Sar Kheng Says Promotions Await Police Who Stop Ministers

Speaking at a gathering of more than 100 police officers and civil servants on Tuesday, Interior Minister Sar Kheng promised promotions to any traffic officers with the temerity to issue a ticket to a government minister under the country’s new Land Traffic Law.

Implementation of the new law—passed in December last year—is set to officially begin on January 1. The law places harsher penalties on offenses such as speeding and drunk driving, includes restrictions limiting the number of passengers on a motorbike and requires that helmets be worn by all.

Interior Minister Sar Kheng addresses police officers and civil servants during a ceremony on Tuesday in Phnom Penh. (Siv Channa/The Cambodia Daily)
Interior Minister Sar Kheng addresses police officers and civil servants during a ceremony on Tuesday in Phnom Penh. (Siv Channa/The Cambodia Daily)

“Now is the time we have to enforce the law and not care if someone is big or small,” Mr. Kheng said, speaking at a ceremony to announce the composition of the new National Road Safety Committee at the Interior Ministry.

“Oh! I am a general and I’m driving a car without respect for the law,” the minister continued, imitating a law-breaking official. “[We] altogether cannot do like this under the law.”

“If there was any minister doing wrong and traffic police fine them, I will give them one stripe,” he said, referring to stripes on epaulets denoting an official’s rank.

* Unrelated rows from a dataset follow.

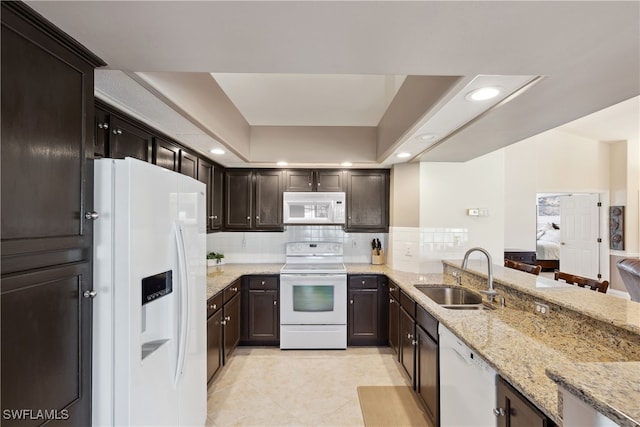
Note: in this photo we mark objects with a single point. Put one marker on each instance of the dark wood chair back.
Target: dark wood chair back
(583, 282)
(528, 268)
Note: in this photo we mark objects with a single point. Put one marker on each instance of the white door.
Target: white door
(579, 233)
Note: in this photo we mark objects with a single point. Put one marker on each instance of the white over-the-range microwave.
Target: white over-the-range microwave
(314, 207)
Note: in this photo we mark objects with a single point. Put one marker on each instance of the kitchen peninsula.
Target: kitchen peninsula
(584, 336)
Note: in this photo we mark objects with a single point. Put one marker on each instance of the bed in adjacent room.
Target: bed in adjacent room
(548, 247)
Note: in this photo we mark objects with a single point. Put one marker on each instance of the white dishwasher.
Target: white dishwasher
(467, 385)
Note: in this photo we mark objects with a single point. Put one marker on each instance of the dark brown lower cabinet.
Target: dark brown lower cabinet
(367, 308)
(407, 345)
(214, 343)
(264, 317)
(516, 410)
(362, 314)
(394, 317)
(46, 344)
(231, 322)
(261, 310)
(427, 384)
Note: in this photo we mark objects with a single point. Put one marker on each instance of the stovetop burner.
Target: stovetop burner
(314, 258)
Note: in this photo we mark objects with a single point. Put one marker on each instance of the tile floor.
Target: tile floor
(265, 386)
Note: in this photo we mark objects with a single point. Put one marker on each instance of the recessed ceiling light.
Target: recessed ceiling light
(426, 137)
(483, 93)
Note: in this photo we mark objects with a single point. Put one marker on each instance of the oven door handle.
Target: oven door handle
(288, 276)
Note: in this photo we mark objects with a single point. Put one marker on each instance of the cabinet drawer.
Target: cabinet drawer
(427, 322)
(214, 304)
(231, 290)
(408, 304)
(260, 283)
(363, 282)
(394, 290)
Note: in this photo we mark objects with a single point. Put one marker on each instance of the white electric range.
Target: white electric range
(313, 297)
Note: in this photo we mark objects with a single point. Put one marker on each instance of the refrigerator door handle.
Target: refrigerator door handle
(183, 306)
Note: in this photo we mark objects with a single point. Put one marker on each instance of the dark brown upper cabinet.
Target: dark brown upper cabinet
(101, 132)
(128, 140)
(238, 199)
(217, 197)
(205, 175)
(268, 200)
(188, 164)
(253, 199)
(367, 201)
(47, 189)
(166, 154)
(314, 180)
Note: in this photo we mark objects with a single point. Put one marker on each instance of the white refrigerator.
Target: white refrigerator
(149, 312)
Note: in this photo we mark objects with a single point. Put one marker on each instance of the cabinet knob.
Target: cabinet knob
(93, 215)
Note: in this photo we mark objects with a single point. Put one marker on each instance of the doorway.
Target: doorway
(568, 233)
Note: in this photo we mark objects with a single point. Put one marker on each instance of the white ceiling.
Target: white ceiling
(587, 51)
(310, 99)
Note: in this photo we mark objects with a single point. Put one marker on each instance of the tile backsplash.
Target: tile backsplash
(413, 249)
(422, 249)
(269, 247)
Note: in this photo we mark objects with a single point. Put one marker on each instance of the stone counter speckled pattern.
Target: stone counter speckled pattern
(513, 340)
(608, 387)
(219, 277)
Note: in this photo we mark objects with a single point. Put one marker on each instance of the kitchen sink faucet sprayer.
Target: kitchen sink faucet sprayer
(491, 293)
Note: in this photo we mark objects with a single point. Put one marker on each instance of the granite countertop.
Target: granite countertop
(605, 386)
(512, 341)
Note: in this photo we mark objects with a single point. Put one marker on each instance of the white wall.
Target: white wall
(269, 247)
(447, 191)
(552, 162)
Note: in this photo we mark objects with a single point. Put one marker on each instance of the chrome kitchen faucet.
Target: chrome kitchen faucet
(491, 293)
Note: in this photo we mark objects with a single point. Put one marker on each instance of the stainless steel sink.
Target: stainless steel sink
(453, 297)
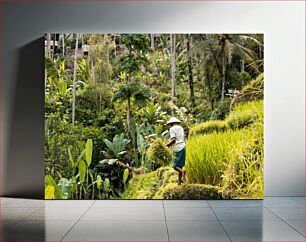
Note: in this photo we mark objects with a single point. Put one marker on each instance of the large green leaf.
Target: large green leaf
(125, 175)
(71, 158)
(99, 181)
(50, 181)
(65, 186)
(49, 192)
(106, 184)
(108, 161)
(88, 152)
(82, 170)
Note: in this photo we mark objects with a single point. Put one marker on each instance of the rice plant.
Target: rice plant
(207, 155)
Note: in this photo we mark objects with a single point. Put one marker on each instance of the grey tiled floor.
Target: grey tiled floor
(273, 219)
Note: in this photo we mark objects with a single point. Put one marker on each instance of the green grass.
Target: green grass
(232, 158)
(159, 154)
(243, 115)
(208, 127)
(207, 155)
(162, 184)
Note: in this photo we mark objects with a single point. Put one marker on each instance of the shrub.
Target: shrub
(145, 186)
(60, 135)
(159, 154)
(162, 184)
(253, 91)
(189, 191)
(239, 120)
(245, 114)
(208, 127)
(221, 110)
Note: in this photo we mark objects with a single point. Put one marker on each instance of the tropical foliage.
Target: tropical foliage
(108, 98)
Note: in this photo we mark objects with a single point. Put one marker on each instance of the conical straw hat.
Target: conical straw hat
(173, 120)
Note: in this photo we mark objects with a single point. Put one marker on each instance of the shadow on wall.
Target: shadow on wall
(24, 164)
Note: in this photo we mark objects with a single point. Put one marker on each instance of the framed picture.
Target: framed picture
(154, 116)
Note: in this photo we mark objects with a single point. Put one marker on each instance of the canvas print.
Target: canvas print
(154, 116)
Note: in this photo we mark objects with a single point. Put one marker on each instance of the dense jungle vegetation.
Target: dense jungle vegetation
(108, 98)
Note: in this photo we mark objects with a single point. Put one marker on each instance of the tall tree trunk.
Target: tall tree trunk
(74, 78)
(152, 42)
(208, 81)
(49, 45)
(172, 40)
(63, 45)
(242, 65)
(191, 85)
(54, 45)
(223, 77)
(128, 114)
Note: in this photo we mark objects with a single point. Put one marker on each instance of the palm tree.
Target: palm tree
(228, 45)
(172, 41)
(190, 77)
(128, 91)
(74, 78)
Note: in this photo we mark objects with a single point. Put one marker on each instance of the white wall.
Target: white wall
(283, 24)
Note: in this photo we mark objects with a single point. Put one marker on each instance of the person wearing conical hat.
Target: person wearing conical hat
(177, 141)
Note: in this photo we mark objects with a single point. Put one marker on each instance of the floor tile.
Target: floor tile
(39, 230)
(21, 203)
(196, 231)
(54, 213)
(289, 213)
(244, 214)
(10, 213)
(69, 203)
(261, 231)
(281, 202)
(298, 225)
(185, 204)
(128, 204)
(189, 214)
(300, 200)
(7, 227)
(235, 203)
(108, 214)
(118, 231)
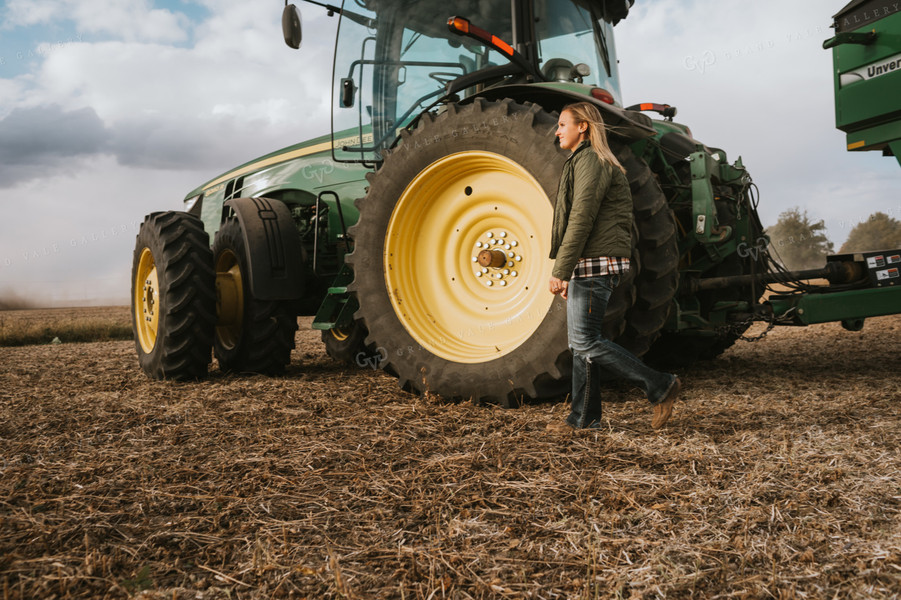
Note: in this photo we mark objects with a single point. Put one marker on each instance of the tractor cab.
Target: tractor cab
(395, 59)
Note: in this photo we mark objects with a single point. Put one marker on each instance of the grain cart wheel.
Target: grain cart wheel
(252, 336)
(173, 307)
(450, 258)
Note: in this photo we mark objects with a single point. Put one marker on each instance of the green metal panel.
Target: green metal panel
(867, 74)
(838, 306)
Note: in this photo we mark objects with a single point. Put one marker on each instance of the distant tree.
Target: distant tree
(798, 242)
(879, 232)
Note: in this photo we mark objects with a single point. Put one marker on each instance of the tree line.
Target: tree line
(799, 242)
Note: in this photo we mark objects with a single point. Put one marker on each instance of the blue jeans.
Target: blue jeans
(593, 354)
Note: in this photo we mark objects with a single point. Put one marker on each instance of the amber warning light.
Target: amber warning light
(461, 25)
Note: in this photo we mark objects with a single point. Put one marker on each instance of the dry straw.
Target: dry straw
(778, 478)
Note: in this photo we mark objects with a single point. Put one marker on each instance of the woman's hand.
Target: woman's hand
(558, 286)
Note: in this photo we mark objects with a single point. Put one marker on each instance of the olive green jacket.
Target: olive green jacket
(593, 213)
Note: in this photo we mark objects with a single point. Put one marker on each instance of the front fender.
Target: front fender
(273, 247)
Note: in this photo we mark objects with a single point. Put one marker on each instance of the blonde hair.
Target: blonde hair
(584, 112)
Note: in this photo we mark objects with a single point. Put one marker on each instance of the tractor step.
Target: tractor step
(338, 306)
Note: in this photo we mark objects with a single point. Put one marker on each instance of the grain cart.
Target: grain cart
(416, 232)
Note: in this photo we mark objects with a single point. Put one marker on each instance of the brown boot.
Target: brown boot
(559, 428)
(664, 409)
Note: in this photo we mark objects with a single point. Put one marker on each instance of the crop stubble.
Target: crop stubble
(777, 478)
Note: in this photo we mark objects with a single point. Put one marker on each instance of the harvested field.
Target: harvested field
(777, 478)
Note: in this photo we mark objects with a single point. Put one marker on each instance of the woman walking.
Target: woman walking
(591, 241)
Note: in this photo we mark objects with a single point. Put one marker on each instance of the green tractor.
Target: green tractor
(417, 232)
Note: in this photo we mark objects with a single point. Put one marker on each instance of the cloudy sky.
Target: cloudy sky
(111, 110)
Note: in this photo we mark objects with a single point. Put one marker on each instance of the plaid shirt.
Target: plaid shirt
(604, 265)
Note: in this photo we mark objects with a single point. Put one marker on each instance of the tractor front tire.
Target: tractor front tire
(173, 305)
(252, 335)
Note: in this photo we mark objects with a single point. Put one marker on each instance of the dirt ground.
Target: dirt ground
(778, 477)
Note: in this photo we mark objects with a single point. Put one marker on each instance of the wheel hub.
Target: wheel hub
(466, 257)
(497, 258)
(147, 300)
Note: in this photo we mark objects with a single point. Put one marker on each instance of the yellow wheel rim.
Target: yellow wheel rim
(146, 301)
(460, 209)
(229, 299)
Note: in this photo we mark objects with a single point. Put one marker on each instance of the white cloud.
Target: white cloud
(135, 20)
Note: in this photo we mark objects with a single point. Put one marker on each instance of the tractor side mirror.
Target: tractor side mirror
(348, 91)
(291, 26)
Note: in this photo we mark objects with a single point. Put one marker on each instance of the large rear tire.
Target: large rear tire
(478, 178)
(173, 305)
(253, 335)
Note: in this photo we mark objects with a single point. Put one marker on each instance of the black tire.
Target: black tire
(400, 323)
(655, 257)
(348, 345)
(173, 305)
(252, 335)
(682, 349)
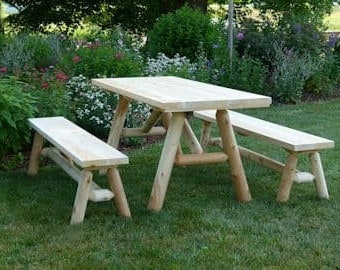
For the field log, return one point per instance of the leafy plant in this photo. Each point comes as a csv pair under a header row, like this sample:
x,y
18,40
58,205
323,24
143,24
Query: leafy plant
x,y
290,71
95,59
16,106
93,108
183,32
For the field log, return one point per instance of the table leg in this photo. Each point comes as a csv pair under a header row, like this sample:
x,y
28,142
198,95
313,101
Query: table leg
x,y
166,161
117,124
191,139
230,148
118,121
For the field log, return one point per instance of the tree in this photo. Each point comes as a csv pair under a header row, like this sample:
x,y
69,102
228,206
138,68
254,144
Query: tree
x,y
140,14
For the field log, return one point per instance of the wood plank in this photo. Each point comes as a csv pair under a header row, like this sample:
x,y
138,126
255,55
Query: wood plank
x,y
37,146
203,158
285,137
96,192
166,162
138,132
173,94
230,148
82,147
317,170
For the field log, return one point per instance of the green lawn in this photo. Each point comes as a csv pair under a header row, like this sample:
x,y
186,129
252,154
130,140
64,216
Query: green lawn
x,y
201,226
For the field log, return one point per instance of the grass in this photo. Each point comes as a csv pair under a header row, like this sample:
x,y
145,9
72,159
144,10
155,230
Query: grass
x,y
201,226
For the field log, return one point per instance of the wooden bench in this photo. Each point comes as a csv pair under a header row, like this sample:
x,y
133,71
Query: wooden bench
x,y
78,153
293,141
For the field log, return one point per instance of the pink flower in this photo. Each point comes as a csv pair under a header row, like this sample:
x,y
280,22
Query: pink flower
x,y
45,85
61,76
239,36
76,59
119,56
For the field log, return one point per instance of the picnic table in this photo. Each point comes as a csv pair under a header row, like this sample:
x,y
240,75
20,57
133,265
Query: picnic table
x,y
173,97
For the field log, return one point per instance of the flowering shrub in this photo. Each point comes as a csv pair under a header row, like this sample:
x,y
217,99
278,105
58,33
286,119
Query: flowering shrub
x,y
183,32
16,106
291,70
93,107
109,58
163,65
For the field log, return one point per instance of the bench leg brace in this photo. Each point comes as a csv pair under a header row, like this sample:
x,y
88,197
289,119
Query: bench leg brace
x,y
317,170
287,178
82,196
118,191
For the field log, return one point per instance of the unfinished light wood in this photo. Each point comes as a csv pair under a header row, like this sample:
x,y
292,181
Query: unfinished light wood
x,y
78,152
166,162
151,121
173,95
294,141
230,148
138,132
285,137
197,159
38,142
118,121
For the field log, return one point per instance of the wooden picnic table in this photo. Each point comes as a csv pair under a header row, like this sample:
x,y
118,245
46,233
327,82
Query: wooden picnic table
x,y
173,97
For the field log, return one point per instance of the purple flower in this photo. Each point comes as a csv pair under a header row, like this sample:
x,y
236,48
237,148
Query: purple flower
x,y
239,36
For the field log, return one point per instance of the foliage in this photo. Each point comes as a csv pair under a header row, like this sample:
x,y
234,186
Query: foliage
x,y
92,107
183,32
290,71
16,106
27,50
136,15
108,58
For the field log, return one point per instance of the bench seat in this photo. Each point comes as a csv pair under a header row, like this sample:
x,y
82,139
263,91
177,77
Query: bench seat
x,y
79,153
293,141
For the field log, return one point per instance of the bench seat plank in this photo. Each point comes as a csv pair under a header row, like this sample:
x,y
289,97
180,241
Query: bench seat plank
x,y
81,146
285,137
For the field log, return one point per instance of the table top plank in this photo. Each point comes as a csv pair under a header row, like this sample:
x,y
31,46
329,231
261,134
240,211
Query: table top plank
x,y
173,94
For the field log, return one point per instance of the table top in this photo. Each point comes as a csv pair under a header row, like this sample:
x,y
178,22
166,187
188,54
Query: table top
x,y
173,94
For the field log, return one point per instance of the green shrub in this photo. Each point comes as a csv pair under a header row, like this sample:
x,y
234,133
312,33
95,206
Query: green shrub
x,y
183,32
290,71
96,59
93,108
16,54
30,50
16,106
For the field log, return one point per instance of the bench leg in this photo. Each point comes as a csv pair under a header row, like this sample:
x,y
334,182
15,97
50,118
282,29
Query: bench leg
x,y
37,146
287,178
230,148
317,170
82,196
118,191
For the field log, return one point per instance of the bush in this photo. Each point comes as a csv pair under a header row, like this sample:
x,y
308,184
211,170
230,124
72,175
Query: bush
x,y
92,107
290,71
16,106
95,59
183,32
26,51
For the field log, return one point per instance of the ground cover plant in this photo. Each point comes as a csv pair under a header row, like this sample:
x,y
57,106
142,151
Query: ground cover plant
x,y
201,224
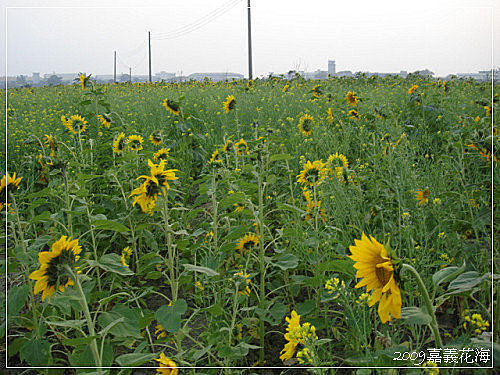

Mr. Kheng said that the era of the powerful people seeking help from high-ranking officials to get out of traffic offenses also must come to an end.

“I would like to appeal to those doing wrong to please not ask for intervention,” he said, mockingly suggesting that those seeking special treatment should only speak to him, the transport minister or the National Police chief.

“Now if they want intervention, please call to Samdech Kralahorm [Mr. Kheng], His Excellency Tram Iv Tek and His Excellency Neth Savoeun,” Mr. Kheng said.

Mr. Sar Kheng also told the audience that the Interior Ministry would forbid traffic police from collecting fines directly on the street when the new traffic law is implemented next month.

Instead, the minister said, traffic officers at roadside checkpoints would only be allowed to issue tickets, which offending drivers would need to pay at a different location.

“I have banned traffic police from taking money directly at the place,” Mr. Kheng said. “They can just issue a ticket to the vehicle owner…and point them to pay at a nearby police post.”

Contacted following Mr. Kheng’s speech, Run Rathveasna, director of the National Police’s public order department, said that with only days left before the traffic law comes into force, details of the new fine system still needed to be sorted out.

“The General Commissariat of the National Police will have a meeting on December 17 to discuss further where we should install posts so that it is easy to pay,” Lieutenant General Rathveasna said.

He added that drivers who refused to pay their traffic fines would eventually be sent to court.

“At the checkpoint, we will take all the vehicle and motorbike numbers and IDs,” he said, adding that a Ministry of Public Works’ database would be used to connect this information with drivers’ home addresses.

“We will tell them at the checkpoint, if they do not pay within 30 days the fine will be doubled, within 60 days the fine will be tripled and after 90 days we will send the case to court.”